Nitekim ABD’nin Afganistan’da, Orta Doğu’da olduğundan daha hızlı çöküşü, Orta
Doğu’daki tökezlemesiyle alâkalıydı.
Şimdi
herkes ABD’nin Afganistan’da çöktüğünü ve itibarını yitirdiğini söylüyor
aslında. ABD’nin imajını çizen ve onun Orta Doğu’daki projelerini çökerterek
sonun başlangıcını hazırlayan ülke ise bizzat Türkiye idi.
Türkiye’nin
Kâbil Büyükelçiliğinde Taliban ile üç buçuk saatlik bir görüşme yapılmasının
ardından Kâbil’de DAEŞ’in bombalı saldırı gerçekleştirmesi, kargaları bile
güldürecek bir tezgâhtır! Hele saldırının akabinde ABD’nin DAEŞ’in Horasan
koluna hava harekâtı icra etmesi ve üst düzey sorumluları öldürdüğünü iddia
etmesi ise “şecaat arz ederken sirkatini söylemesi”nden başka bir şey değildir!
Biz
de merak ediyorduk “ABD, Suriye’de kamyonlara doldurduğu DAEŞ militanlarını ne
yaptı?” diye. Meğer Horasan’a taşımış. Bu keçe daha çok su götüreceğe benziyor.

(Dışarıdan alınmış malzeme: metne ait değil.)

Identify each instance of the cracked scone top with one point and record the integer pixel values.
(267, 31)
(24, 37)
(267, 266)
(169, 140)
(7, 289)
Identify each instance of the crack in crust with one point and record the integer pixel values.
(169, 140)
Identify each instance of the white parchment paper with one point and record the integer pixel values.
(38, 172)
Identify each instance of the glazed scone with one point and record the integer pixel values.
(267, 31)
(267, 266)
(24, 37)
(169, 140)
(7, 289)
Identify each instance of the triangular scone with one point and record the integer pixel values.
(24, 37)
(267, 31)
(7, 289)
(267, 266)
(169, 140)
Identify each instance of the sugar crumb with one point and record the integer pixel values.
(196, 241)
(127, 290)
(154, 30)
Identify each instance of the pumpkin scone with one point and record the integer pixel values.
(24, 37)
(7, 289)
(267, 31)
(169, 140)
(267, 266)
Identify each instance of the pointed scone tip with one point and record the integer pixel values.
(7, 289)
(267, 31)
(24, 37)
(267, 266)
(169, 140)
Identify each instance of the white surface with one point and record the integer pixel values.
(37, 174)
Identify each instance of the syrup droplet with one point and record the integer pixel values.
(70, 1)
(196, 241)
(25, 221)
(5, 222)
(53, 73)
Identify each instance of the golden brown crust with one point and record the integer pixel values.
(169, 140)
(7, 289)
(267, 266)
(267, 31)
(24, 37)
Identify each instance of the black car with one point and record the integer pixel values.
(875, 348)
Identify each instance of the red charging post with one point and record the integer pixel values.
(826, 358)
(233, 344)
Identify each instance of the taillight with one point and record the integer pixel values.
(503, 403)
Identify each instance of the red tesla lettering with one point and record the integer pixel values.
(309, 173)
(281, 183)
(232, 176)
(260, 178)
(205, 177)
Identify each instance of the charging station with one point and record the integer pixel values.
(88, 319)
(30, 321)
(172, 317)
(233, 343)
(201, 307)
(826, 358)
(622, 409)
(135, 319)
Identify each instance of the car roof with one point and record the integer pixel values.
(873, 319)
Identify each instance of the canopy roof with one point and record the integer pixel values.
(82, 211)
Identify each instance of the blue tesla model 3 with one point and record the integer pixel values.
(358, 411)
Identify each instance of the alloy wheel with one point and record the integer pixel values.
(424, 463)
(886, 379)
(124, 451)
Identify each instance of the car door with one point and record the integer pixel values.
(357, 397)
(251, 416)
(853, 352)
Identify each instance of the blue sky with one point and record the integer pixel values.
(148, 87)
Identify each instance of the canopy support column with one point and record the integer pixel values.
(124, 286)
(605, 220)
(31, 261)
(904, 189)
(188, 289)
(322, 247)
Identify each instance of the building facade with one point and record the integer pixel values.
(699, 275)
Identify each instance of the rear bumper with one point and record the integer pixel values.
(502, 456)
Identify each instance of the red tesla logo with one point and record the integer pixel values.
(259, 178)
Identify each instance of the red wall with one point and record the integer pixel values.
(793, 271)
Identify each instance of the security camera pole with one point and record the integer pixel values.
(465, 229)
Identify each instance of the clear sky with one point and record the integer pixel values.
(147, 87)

Ama ABD’yi bekleyen gerçek şudur: Bir terör örgütü kuluçkasına dönüşmüş olan
ABD’nin dağılması da bu örgütler eliyle olacaktır. Peki, ABD’nin çökmesine yol
açan bu bölgelerde kim bayrak kaldıracaktır? Elbette Türkiye!
Siz,
Irak’a TB-2 ve diğer silah sistemlerinin satılma anlaşmasını patates ticareti
mi sanıyorsunuz? Ya Türkiye’nin Kâbil’deki askerlerini çekerken Özel Harekât Birliklerini
orada tutmasına ve tam teçhizatlı operasyonel bir birliğini de Pakistan
İslamabad’da teyakkuzda bulundurmasına ne diyorsunuz?
Bendeniz,
“Devlet böyle olur!” diyorum.
Vesselâm...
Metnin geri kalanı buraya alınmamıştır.